A kim właściwie jest Wiesław Drabik?
Urodził się 17 marca 1956 r w Krakowie (pod znakiem RYB), i tam kolejno ukończył:
– przedszkole na krakowskich Plantach, kilka kroków od Wawelskiego Wzgórza – tu nauczył się rysować i malować
– Szkołę Podstawową nr 4; w niej nauczył się czytać i pisać, ale na razie nic ciekawego nie napisał, za to przeczytał wiele książek, (niektóre były bardzo nudne…)
– Technikum Mechaniczne, gdzie jak już były rysunki, to tylko techniczne, a ponieważ lubił malować, założył z kolegami kółko plastyczne.
W wieku 18 lat miał pierwsze indywidualne wystawy malarstwa fantastycznego, między innymi w krakowskiej Kossakówce i w Piwnicy pod Baranami. Występował też w szkolnym kabarecie. W technikum dowiedział się wielu ciekawych rzeczy o budowie maszyn.
– Akademię Górniczo-Hutniczą (Wydział Inżynierii Materiałowej i Ceramiki) na tym wydziale studiował kiedyś Wiesław Ochman, tam napisał bardzo nudną pracę dyplomową uzyskując tytuł magistra inż. chemii i namalował kilka fantastycznych obrazów.
– Po skończeniu w 1982 r. Szkoły Podchorążych Rezerwy, wiedział już prawie wszystko o łączności i wojsku i mógł rozpocząć pracę w Kombinacie Budownictwa Mieszkaniowego na kilku mniej i bardziej ważnych stanowiskach.

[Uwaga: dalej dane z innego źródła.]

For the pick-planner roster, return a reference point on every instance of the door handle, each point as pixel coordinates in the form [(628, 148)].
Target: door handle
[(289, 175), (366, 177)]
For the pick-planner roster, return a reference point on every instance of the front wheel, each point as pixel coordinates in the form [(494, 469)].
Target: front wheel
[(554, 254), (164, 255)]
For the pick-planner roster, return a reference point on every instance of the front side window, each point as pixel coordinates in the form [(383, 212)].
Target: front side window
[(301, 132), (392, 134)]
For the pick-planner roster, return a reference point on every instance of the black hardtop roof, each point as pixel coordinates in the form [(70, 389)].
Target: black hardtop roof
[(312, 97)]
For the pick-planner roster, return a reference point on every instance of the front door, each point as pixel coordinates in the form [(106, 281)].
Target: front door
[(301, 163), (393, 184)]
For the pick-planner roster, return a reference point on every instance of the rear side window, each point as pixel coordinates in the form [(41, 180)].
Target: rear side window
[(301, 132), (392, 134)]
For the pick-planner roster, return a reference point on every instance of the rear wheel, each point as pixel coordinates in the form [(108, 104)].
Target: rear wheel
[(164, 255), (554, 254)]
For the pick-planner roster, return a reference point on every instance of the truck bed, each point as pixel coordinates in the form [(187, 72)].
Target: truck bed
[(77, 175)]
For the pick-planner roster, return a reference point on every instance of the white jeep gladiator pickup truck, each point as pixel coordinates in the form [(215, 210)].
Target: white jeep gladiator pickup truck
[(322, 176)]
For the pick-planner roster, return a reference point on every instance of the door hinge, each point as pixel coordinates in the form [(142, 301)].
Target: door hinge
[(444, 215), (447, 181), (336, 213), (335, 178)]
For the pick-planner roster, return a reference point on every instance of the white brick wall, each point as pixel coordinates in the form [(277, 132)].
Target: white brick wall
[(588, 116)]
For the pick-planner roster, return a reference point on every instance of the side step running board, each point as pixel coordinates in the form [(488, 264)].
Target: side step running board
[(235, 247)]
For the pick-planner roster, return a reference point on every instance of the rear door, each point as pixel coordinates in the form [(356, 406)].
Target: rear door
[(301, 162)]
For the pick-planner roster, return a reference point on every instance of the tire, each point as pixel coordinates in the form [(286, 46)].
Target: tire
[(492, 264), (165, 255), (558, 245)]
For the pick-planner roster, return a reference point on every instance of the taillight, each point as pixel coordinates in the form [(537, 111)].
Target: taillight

– W 1989 roku, zaczął wszystko od nowa. Wraz z żoną założył firmę reklamową (wtedy prawie każdy coś zakładał). Początkowo powstawały piękne plansze, przeważnie o treści „HURTOWNIA”, a potem, kiedy nauczył się obsługiwać komputer i programy graficzne – ulotki, katalogi, naklejki i pierwsze okładki do malowanek Wydawnictwa SKRZAT. Czasami trzeba było podpisać jakiś obrazek, żeby było śmieszniej, albo wymyślić zagadkę, bo było wolne miejsce. Powstały wtedy pierwsze teksty. Widocznie nie były takie złe, bo otrzymał od Wydawnictwa zamówienie na napisanie pierwszej, całej bajeczki. Miało być śmiesznie i o… smoku. Dopiero wtedy, gdy już znał się na tylu rzeczach, mógł zabrać się za najtrudniejszą rzecz na świecie: pisanie książek dla dzieci.
Tak powstała seria „Bardzo śmieszna historia” i inne wesołe, wierszowane książeczki.